30 avril 2008 par Dæmonia

Les Allemands ont-ils le droit d’afficher, voire même seulement d’avoir, une fierté nationale? Ici, à Berlin, poser une telle question, c’est pratiquement y répondre. La fierté nationale sonne comme une condamnation. Parmi les immeubles que l’on peut voir à Berlin, très peu remontent à la période nazi ou à toute période antérieure. Pratiquement tout le patrimoine architectural de la ville a été détruit par les deux grandes guerres et le peu qui reste a été défiguré. Des grues s’affairent jour et nuit à construire une nouvelle ville, soit en édifiant de nouveaux bâtiments, soit en restaurant de plus anciens. Un ami m’a rapporté les paroles d’un guide selon qui si vous visitez Berlin une année et que vous revenez l’année suivante, vous découvrez une ville totalement différente.

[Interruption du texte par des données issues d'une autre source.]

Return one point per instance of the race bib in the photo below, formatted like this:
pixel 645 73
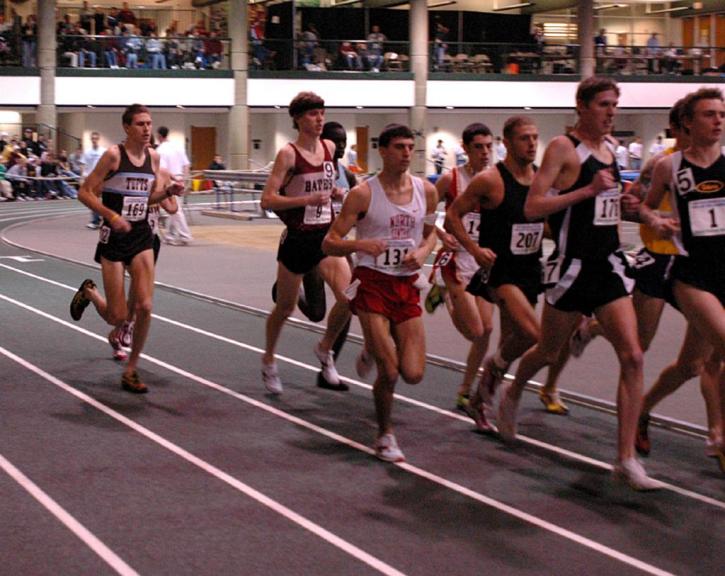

La plupart des gens que je croise dans la rue sont trop jeunes pour avoir connu la guerre. Pourtant, le sombre nuage des horreurs du passé semble flotter en permanence au-dessus de la ville. On peut encore apercevoir ici et là quelques rares et discrets vestiges du mur, protégés des vandales et des touristes par des clôtures métalliques. La porte de Brandebourg semble encore conserver la mémoire et résonner des pas de tous les soldats qui y sont passés. Un mémorial dédié aux millions de juifs exterminés dans les camps de concentration rappelle cette page ignominieuse de l’histoire universelle. Dans les cours d’histoire, on fait en sorte que les jeunes Allemands n’oublient pas que leurs ancêtres ont joué le rôle de bourreaux, et sont donc les « méchants » de l’histoire. Il est encore impossible pour les Allemands de faire preuve de nationalisme ou même de se montrer fiers des réalisations d’avant la guerre ou actuelles de leur pays sans risquer de se faire taxer de néo-nazis.

Il n’est évidemment pas question de nier de quelque façon que ce soit l’horreur des déportations, des camps de concentration et des exactions de toutes sortes commises pendant la Seconde Guerre mondiale par les générations précédentes, mais dans quelle mesure les enfants du vingt-et-unième siècle doivent-ils être punis pour les erreurs du passé? Dans combien de générations les Allemands pourront-il être libérés de cet écrasant fardeau?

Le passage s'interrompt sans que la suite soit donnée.